On Thu, Jun 9, 2022 at 5:41 PM Jonathan Lewis <jlewisoracle_at_gmail.com> wrote:

>
> The two queries may return the same size result, but the 2019 report
> generates and aggregates roughly 12 times as much data as the 2018 report.
> Check the "Actual Rows" figures - the 2018 report hits 3M rows (and 3M
> execs of the subsequent table probes) while the 2919 report hits 39M
> rows/execs - and that's where a lot of time goes on CPU.
>
> Strangely (almost) all the data is passed to one PX server (at operation
> 13/14, I think) that blows it up through segement NL joins to get most of
> the 39M rows that have to be "buffer sorted" (i.e. buffered, but not
> actually sorted) which is where the temp space and I/O time goes.
>
> Possible workarounds
> - MAYBE if you tried parallel 7 rather than 8 the hash disrtibution at
> operation MIGHT be better balanced;
> - MAYBE if you set "_gby_hash_aggregation_enabled" to false and got a SORT
> UNIQUE instead of a hash unique the distribution would work better.
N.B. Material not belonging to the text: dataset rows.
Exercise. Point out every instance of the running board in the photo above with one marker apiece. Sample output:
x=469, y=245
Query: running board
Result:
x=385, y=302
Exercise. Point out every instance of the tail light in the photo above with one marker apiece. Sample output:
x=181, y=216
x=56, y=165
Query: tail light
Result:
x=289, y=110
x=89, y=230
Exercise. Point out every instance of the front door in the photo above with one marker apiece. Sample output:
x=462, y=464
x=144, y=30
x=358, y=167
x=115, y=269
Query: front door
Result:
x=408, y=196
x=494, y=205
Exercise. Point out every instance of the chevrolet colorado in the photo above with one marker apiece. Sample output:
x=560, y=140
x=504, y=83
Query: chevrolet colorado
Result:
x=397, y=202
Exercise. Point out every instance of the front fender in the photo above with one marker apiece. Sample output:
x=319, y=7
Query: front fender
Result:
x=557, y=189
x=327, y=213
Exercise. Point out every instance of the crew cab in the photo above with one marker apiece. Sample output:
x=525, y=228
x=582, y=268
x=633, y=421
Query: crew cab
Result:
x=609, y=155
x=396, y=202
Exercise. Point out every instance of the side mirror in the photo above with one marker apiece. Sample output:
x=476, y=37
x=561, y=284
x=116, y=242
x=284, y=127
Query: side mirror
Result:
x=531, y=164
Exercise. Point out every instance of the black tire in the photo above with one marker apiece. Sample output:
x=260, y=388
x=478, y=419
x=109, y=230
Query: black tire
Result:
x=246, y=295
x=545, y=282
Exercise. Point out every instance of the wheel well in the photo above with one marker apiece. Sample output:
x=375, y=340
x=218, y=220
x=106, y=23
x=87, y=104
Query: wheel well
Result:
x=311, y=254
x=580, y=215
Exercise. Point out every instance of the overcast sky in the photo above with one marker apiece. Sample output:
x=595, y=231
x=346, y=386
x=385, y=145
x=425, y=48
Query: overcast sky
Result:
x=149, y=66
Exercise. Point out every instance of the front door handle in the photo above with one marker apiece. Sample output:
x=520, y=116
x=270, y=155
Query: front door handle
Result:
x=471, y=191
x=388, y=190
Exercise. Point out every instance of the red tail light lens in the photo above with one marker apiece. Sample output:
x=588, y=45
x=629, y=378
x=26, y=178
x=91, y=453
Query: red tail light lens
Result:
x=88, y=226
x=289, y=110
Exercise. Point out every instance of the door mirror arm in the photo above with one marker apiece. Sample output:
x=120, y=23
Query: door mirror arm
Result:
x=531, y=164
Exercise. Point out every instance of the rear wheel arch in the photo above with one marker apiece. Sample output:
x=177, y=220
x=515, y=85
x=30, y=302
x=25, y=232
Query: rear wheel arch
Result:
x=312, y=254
> - if you get the outline information for the plan you should be able to
> find the pq_distribute hint controls the distribution at operation 14 and
> change it from a hash distribution to a round-robin - this will probably
> introduce a 2nd layer of aggregation/uniqueness, but two small, shared
> stages may well do better than one very large operation.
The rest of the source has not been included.